Item #1685 [Group of Twelve Handbills Defending Legislative Expenditures in California Before the 1890 Election]. California, Politics.
[Group of Twelve Handbills Defending Legislative Expenditures in California Before the 1890 Election]
[Group of Twelve Handbills Defending Legislative Expenditures in California Before the 1890 Election]

[Group of Twelve Handbills Defending Legislative Expenditures in California Before the 1890 Election]

[San Francisco? 1890]. Twelve handbills, each approximately 9 x 6 inches, plus 7pp. pamphlet and three small promotional cards. Mounted to card backings. Several chips and short closed tears at edges. Tanned. Good. Item #1685

An interesting series of twelve small broadsides or handbills relating to the 1890 California state elections, in which the Democrats attempt to remind various county residents of expenditures made on their behalf in the last legislature and the party's role in those outlays. The particular problem that these flyers attempt to dispute is the increase in state taxes, which they argue is vastly offset by the benefits that these counties received. A typical broadside, addressed, "To the Voters of Mendocino County," reads thus:

"Your State taxes for the fiscal year ending June 30, 1889, were $78,285.70. The next year they were $85,076,91. The difference -- $6,791.21 -- represents your payments on account of the 'extravagance of the last legislature.' That extravagance consisted of appropriations for public institutions, of which Mendocino's share is $350,000 for the new Insane Asylum at Ukiah.
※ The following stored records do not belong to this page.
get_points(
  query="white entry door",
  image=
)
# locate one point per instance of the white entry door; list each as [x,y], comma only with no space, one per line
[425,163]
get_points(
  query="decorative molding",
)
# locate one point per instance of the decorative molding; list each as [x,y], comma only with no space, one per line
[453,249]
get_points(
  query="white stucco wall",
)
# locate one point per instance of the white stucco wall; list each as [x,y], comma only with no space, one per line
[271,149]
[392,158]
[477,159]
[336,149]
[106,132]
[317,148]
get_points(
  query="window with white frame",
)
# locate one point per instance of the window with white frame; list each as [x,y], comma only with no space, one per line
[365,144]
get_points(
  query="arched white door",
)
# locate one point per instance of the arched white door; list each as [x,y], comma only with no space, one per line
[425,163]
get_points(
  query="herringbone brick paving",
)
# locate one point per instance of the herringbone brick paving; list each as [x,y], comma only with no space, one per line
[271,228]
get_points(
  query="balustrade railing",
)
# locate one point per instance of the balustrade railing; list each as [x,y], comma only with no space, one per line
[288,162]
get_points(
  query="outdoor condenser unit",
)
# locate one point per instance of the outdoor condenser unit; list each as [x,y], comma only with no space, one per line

Your Democratic Senator and Assemblymen secured that institution for you, and to obtain it they had to consent to similar expenditures in other parts of the state. This cost you $6,791.21 the first year, and it brings you $350,000 at the start, and the prospect of regular appropriations of about $100,000 a year hereafter. If Senator Yell, Assemblyman Seawell and the Democratic Legislature did wrong in imposing this burden on the State for the benefit of Mendocino county, vote against the Democratic ticket."

Handbills with similar language addressed to the voters of Sacramento, Napa, Marin, San Joaquin, Amador, Sonoma, Butte, Santa Clara, Alameda, San Bernardino, Los Angeles and Orange Counties are also included in this group, as are a pamphlet and three cards from the Young Men's Democratic League in San Francisco regarding more national issues. Despite, or perhaps because of, this innovative strategy to challenge voters to support the other party, Democrats were not generally successful in the 1890 election in California.